If these people had been acquainted with their visitor's character, far from feeling terrified at his appearance, they would undoubtedly have gone forth to meet him, and, with clapping of wings and loud cries, have given him an amicable salute, a fraternal ovation.

In those terrible years when man waged against man the most destructive war that had ever been known, there lived in Scotland a man of peace. A poor Paisley weaver,[21] in his damp dull lodging, he dreamed of nature, of the infinite liberty of the woods, and, above all, of the winged life. A cripple, and condemned to inactivity, his very bondage inspired him with an ecstatic love of light and flight. If he did not take to himself wings, it was because that sublime gift is, upon earth, only the dream and hope of another world.

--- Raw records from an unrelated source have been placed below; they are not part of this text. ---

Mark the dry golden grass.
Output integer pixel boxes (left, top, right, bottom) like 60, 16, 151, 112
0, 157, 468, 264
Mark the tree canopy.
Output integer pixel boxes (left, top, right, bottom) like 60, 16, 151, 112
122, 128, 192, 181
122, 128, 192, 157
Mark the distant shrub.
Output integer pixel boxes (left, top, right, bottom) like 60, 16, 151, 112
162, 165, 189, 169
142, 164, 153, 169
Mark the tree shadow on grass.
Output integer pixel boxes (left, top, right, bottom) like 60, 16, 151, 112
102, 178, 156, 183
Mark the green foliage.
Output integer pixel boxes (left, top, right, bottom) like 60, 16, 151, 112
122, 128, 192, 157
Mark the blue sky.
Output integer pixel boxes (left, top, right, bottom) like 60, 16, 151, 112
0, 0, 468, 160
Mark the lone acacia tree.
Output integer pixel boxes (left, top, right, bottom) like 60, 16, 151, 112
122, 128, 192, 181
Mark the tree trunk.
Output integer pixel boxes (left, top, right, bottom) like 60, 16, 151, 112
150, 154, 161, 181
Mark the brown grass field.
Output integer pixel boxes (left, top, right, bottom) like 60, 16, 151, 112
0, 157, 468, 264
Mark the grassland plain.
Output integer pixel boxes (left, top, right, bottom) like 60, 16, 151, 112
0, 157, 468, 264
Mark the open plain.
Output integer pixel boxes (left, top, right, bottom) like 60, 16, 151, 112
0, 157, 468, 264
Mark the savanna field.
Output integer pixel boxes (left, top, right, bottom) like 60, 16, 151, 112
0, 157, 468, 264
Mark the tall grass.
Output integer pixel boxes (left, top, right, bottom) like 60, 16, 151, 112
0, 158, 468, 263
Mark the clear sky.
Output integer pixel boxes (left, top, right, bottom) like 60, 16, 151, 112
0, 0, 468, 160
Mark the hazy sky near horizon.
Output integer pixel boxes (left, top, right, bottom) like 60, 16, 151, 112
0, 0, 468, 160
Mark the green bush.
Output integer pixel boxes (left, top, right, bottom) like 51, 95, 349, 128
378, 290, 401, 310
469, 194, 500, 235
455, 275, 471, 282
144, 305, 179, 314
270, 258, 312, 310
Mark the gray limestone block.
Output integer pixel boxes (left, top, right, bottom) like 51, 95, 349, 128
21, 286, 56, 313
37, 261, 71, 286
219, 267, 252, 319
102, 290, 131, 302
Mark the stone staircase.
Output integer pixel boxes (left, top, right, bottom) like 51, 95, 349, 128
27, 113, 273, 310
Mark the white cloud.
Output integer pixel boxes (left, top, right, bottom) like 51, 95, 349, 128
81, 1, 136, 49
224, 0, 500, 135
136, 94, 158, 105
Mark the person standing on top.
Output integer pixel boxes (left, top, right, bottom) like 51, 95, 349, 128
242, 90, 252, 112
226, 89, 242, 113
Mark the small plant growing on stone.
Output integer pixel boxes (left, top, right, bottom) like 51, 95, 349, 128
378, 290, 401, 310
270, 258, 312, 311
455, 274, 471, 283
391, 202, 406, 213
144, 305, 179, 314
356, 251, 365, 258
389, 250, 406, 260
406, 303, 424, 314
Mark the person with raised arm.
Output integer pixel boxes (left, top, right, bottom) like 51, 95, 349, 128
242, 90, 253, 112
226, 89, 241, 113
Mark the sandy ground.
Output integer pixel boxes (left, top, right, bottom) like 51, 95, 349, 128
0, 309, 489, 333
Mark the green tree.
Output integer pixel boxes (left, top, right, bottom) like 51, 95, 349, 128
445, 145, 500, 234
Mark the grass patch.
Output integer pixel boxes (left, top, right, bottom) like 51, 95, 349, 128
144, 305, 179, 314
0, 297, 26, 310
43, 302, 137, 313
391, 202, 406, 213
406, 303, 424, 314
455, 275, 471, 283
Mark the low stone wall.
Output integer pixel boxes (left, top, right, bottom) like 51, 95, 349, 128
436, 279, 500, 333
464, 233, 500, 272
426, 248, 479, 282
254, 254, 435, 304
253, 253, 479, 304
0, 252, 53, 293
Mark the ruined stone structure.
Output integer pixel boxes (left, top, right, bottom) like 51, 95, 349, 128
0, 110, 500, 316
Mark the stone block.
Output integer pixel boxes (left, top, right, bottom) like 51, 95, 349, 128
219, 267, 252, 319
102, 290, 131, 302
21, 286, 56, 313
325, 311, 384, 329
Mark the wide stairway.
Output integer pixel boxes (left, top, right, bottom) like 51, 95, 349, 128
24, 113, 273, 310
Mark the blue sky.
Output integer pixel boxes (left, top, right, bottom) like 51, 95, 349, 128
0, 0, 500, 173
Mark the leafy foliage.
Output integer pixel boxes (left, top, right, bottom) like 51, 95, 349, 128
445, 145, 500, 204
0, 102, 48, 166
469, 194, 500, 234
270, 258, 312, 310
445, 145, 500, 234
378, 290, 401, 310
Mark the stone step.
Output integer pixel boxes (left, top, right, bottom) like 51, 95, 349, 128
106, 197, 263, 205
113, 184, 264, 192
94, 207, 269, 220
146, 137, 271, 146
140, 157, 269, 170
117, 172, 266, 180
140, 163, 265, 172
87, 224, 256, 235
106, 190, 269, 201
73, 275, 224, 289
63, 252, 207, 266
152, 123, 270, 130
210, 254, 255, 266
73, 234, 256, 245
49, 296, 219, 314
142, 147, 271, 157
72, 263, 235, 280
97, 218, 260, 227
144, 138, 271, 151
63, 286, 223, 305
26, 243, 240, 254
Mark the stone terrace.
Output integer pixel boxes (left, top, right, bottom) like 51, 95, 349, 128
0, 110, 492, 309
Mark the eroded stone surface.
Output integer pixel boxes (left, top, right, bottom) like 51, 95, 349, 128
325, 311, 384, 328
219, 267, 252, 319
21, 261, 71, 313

At first he attempted to gratify his love of birds by the purchase of those illustrated works which pretend to represent them. Clumsy caricatures, which convey but a ridiculous idea of their form, and none at all of their movement; and what _is_ the bird deprived of grace and motion? These did not suffice. He took a decisive resolution: to abandon everything, his trade, his country. A new Robinson Crusoe, he was willing, by a voluntary shipwreck, to exile himself to the solitudes of America; where he might see with his own eyes, observe, describe, and paint. He then remembered one little fact: that he neither knew how to draw, to paint, or to write. But this strong and patient man, whom no difficulties could discourage, soon learned to write, and to write an excellent style. A good writer, a minutely accurate artist, with a delicate and certain hand, he seemed, under the guidance of Nature, his mother and mistress, less to learn than to remember.

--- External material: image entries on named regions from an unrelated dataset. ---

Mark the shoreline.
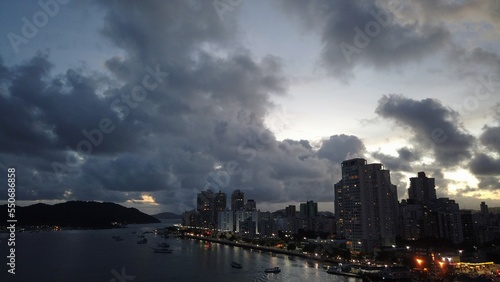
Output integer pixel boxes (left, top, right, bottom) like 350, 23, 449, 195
181, 234, 339, 264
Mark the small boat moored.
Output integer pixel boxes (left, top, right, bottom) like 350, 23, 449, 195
264, 266, 281, 273
153, 248, 172, 254
231, 261, 242, 268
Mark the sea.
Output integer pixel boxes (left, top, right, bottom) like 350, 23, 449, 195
0, 220, 361, 282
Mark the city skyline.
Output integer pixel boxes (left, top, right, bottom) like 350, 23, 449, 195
0, 0, 500, 214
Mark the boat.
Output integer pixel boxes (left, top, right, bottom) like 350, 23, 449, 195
326, 266, 362, 277
231, 261, 242, 268
264, 266, 281, 273
153, 248, 172, 254
158, 243, 170, 248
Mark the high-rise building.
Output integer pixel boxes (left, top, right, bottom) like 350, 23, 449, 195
300, 201, 318, 218
244, 199, 257, 211
196, 189, 216, 227
285, 205, 296, 217
214, 191, 227, 212
231, 189, 245, 211
335, 158, 397, 251
408, 171, 436, 203
480, 202, 490, 226
214, 190, 227, 226
217, 209, 234, 231
432, 198, 464, 244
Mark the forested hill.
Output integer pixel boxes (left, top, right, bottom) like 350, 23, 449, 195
0, 201, 160, 228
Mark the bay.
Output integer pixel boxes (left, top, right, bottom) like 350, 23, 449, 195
0, 220, 361, 282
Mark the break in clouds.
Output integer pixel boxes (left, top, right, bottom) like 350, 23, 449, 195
0, 0, 500, 212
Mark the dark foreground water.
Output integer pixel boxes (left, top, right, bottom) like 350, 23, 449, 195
0, 223, 360, 282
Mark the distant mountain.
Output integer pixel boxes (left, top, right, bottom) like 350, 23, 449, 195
0, 201, 160, 228
151, 212, 182, 219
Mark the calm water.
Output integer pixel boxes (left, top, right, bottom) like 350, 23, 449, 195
0, 223, 360, 282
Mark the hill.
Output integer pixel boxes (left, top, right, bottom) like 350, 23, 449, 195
0, 201, 160, 228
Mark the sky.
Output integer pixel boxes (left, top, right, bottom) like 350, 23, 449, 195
0, 0, 500, 214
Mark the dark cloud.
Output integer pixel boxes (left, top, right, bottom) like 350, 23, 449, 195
469, 153, 500, 175
318, 134, 366, 164
283, 0, 451, 79
0, 1, 372, 212
479, 126, 500, 153
375, 94, 475, 166
371, 152, 413, 172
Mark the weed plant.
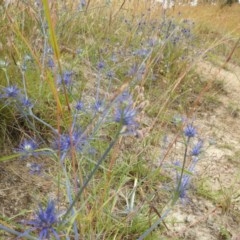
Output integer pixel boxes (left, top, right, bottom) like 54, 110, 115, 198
0, 0, 210, 240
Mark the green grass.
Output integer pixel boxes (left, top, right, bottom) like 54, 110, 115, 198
0, 1, 238, 240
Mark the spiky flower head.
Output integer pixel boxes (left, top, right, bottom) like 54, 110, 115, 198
3, 85, 20, 98
53, 129, 86, 153
191, 140, 203, 157
115, 105, 137, 126
28, 201, 60, 240
16, 139, 38, 157
184, 124, 197, 138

Provided with these weapons, he plunges into the desert, the forest, and the pestiferous savannahs; becomes the friends of buffaloes and the guest of bears; lives upon wild fruits, under the splendid ceiling of heaven. Wherever he chances to observe a rare bird, he halts, encamps, and is "at home." What, indeed, is to there hurry him onward? He has no house to recall him, and neither wife nor child awaits him. He has a family, it is true: that great family which he observes and describes. And friends, he has _them_, too: those which have not yet learned to mistrust man, and which perch upon his tree, and chatter with him.

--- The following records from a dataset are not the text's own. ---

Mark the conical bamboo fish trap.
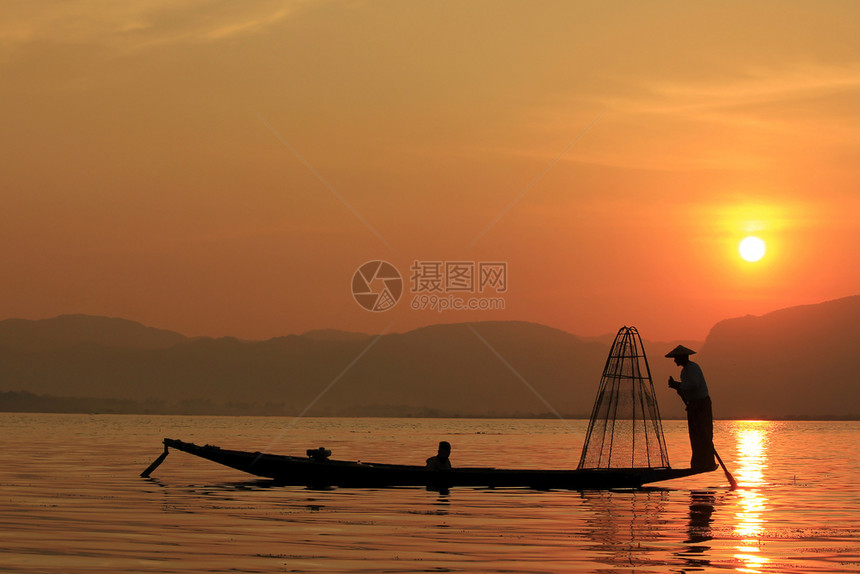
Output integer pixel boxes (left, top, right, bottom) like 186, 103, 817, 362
579, 327, 670, 469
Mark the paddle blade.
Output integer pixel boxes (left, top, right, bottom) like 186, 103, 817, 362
140, 446, 170, 478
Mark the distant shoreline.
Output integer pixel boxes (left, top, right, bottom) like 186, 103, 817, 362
0, 391, 860, 422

And, O birds, you are right; you have there a truly loyal friend, who will secure you many others, who will teach men to understand you, being himself as a bird in thought and heart. One day, perhaps, the traveller, penetrating into your solitudes, and seeing some of you fluttering and sparkling in the sun, will be tempted with the hope of spoil, but will bethink himself of Wilson. Why kill the friends of Wilson? And when this name flashes on his memory, he will lower his gun.

I do not see, let me add, why we should extend to infinity our massacre of birds, or, at least, of these species which are represented in our museums, or in the museums painted by Wilson, and his disciple Audubon, whose truly royal book, exhibiting both race, and the egg, the nest, the forest, the very landscape, is a rivalry with nature.